You are currently viewing Latar Belakang Sejarah (Bagian 3), Candi Sewu dan Sejarah Pemugarannya

Latar Belakang Sejarah (Bagian 3), Candi Sewu dan Sejarah Pemugarannya

Balai Pelestarian Cagar Budaya Provinsi Jawa Tengah sampai saat terus menerbitkan buku bertema Cagar Budaya. Beberapa buku yang telah diterbitkan merupakan buku yang cukup sering digunakan untuk referensi guna melakukan tindakan pelestarian suatu cagar budaya. Buku-buku ini sering disebut sebagai buku “Babon” karena sangat memegang peranan penting. Salah satu buku “Babon” ini adalah Buku Candi Sewu dan Sejarah Pemugarannya. Adapun tim penulis buku ini adalah Penasehat/editor : IGN Anom, Penanggung Jawab : Tri Hatmaji, Tim Penyusun terdiri dari Ketua : Kusen, Anggota : I Made Kusumajaya, Gutomo, Rusmulia Ciptadi H, Murdjijono, Sudarno, dan Suhardi. Buku ini diterbitkan sebagai bagian Proyek Pelestarian / Pemanfaatan Peninggalan Sejarah dan Purbakala Jawa Tengah 1991- 1992. Untuk lebih memudahkan akses masyarakat untuk dapat membaca buku ini, laman ini akan menampilkan bagian per bagian dari buku Candi Sewu dan Sejarah Pemugarannya.

Setelah gambaran umum tentang proses kedatangan pengaruh India ke Indonesia diuraikan, berikut ini akan dibahas tentang kasus yang terjadi di Jawa. Uraian yang disajikan di bawah ini terutama bersumber pada tulisan F.H. van Naerssen, The Economic And Administrative History Of Early Indonesia, tahun 1977. Sebelum kedatangan pengaruh India, di Jawa terdapat komunitas yang
terutama bermatapencaharian sebagai petani. Usaha pertanian disini sudah cukup maju karena telah mengenal pertanian sawah dengan padi sebagai tanaman utama. Mereka juga telah mengenal irigasi. Kelompok komunitas terkecil tinggal dalam sebuah desa yang disebut dengan wanua. Desa dipimpin oleh rama dan dewan tua-tua, sedang penduduk desanya disebut anak wanua. Selain rama di desa pertanian kecil ini juga terdapat pejabat lain yaitu antara lain hulu air (huler) yang tugasnya mengatur penggunaan air untuk
keperluan irigasi.

Air yang digunakan untuk irigasi terutama diambil dari sungai. Sepanjang aliran sungai dengan anak-anak sungainya tentunya terdapat terdapat lebih dari satu wanua. Agar penggunaan air tertib, beberapa wanua yang terletak dalam satu daerah aliran sungai membentuk federasi wanua yang kemudian satuan wilayahnya dikenal dengan nama watak. Watak dipimpin oleh seorang kepala daerah yang disebut raka. Pembentukan federasi wanua ini antara lain didorong oleh kesadaran bahwa sebuah wanua tidak mungkin menangani sendiri pembangunan sarana irigasi seperti bendungan misalnya yang membutuhkan biaya dan tenaga kerja yang tidak sedikit.

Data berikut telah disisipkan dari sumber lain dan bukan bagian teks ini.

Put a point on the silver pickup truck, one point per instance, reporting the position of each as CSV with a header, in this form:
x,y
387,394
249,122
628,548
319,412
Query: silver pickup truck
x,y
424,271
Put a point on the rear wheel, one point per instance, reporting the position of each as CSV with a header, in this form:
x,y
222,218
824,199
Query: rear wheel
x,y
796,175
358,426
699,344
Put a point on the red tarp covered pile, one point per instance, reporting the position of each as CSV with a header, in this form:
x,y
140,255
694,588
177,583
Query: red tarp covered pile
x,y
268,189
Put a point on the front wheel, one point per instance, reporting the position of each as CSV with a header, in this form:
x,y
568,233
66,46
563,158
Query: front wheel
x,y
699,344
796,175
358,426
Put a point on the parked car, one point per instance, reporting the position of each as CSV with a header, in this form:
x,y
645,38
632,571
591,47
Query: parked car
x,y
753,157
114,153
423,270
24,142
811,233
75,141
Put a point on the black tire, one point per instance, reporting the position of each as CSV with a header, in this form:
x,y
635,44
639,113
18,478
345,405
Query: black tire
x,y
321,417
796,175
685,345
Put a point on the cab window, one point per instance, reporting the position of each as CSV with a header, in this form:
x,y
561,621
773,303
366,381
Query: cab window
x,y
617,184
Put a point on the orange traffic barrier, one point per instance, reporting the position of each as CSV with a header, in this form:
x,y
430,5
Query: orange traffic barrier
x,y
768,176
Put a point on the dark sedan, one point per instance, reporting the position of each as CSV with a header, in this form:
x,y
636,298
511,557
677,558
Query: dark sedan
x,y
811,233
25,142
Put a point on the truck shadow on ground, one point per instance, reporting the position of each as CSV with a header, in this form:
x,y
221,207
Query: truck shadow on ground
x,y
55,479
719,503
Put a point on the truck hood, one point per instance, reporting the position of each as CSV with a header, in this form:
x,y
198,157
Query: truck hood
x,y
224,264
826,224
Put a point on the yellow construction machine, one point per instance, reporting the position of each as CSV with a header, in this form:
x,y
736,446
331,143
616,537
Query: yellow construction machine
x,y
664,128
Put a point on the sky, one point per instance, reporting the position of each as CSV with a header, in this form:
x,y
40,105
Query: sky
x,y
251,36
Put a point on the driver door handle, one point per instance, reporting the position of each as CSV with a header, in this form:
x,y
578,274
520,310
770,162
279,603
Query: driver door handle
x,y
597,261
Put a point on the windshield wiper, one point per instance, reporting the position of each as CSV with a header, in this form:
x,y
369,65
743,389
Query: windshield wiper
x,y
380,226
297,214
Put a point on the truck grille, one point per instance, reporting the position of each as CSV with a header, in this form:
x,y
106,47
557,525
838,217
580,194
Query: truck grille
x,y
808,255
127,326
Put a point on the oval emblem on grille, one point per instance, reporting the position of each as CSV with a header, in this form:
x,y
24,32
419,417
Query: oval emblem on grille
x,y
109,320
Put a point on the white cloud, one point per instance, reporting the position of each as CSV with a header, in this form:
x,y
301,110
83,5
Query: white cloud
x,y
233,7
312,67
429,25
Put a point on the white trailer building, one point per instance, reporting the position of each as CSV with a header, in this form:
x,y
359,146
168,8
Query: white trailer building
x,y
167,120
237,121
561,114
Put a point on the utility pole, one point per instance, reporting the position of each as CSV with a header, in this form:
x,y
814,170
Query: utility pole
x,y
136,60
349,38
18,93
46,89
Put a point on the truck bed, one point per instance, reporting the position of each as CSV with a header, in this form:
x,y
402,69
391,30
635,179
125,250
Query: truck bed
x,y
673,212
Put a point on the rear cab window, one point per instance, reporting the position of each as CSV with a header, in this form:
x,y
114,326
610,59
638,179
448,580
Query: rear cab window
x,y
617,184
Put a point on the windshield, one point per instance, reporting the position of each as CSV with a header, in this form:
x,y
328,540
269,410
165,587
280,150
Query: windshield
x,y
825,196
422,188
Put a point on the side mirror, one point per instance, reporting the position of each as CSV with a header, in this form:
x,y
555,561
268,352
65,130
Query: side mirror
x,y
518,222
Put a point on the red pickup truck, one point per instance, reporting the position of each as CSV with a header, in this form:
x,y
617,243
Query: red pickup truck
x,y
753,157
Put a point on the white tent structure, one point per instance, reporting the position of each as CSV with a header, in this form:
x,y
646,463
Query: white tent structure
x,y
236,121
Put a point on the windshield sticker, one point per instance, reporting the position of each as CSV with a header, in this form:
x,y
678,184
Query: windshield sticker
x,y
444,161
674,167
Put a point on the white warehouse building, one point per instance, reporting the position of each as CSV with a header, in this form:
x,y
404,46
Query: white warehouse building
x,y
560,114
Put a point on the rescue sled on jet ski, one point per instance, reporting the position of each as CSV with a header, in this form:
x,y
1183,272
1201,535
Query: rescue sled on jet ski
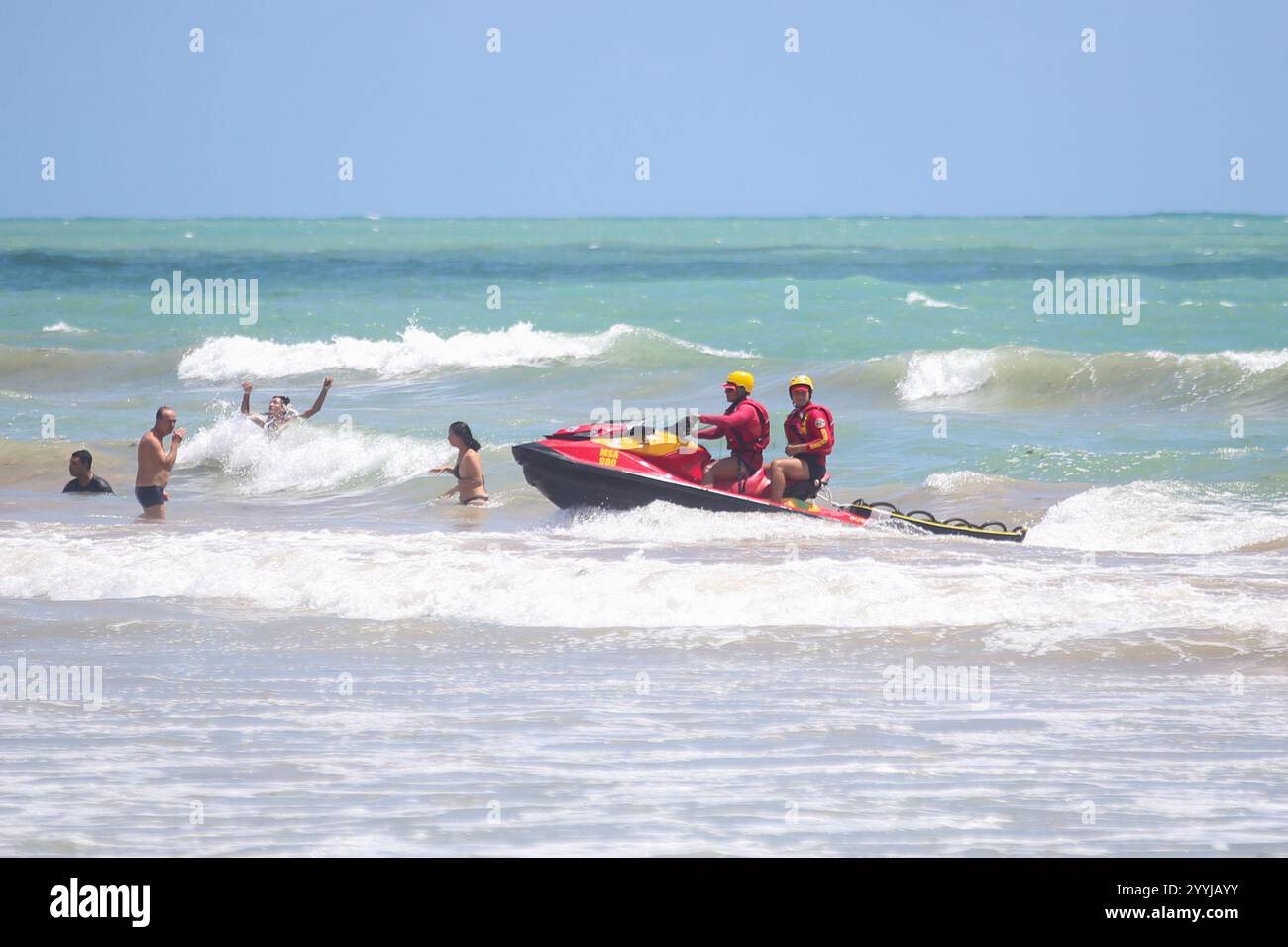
x,y
623,467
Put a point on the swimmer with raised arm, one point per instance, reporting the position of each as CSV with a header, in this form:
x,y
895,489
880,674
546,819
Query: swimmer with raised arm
x,y
279,411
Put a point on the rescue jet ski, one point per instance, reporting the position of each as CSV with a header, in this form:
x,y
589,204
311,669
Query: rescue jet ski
x,y
623,467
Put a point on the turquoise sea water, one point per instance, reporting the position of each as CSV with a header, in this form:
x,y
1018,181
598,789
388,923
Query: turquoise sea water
x,y
498,654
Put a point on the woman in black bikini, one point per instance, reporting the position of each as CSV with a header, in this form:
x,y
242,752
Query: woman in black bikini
x,y
469,467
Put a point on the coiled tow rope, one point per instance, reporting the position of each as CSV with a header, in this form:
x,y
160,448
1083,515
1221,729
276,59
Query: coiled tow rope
x,y
928,521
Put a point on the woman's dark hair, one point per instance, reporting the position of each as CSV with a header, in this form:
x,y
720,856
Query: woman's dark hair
x,y
463,431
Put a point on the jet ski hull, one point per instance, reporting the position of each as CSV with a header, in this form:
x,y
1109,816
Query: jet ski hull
x,y
570,483
610,468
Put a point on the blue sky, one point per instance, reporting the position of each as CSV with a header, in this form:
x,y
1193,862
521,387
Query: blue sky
x,y
552,125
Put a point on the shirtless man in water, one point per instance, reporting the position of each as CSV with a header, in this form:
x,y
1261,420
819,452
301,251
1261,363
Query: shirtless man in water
x,y
156,464
279,411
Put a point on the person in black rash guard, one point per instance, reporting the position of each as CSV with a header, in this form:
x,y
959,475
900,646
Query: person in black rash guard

Raka sebagai pimpinan federasi wanua (watak) diberi wewenang untuk mengerahkan tenaga bagi pekerjaan- pekerjaan yang menyangkut kepentingan umum. Agar dapat menjalankan fungsinya dengan baik, dia mendapat hak untuk memperoleh sebagian besar hasil panen rakyatnya. Berawal dari sini seorang raka telah berubah menjadi raja yang memiliki wewenang memerintah. Dalam menjalankan perintahnya raka di bantu oleh sejumlah pejabat. Mereka inilah yang kemudian menjadi kelas penguasa sekaligus kelas konsumen yang memerintah dari keraton atau pusat pemerintahan.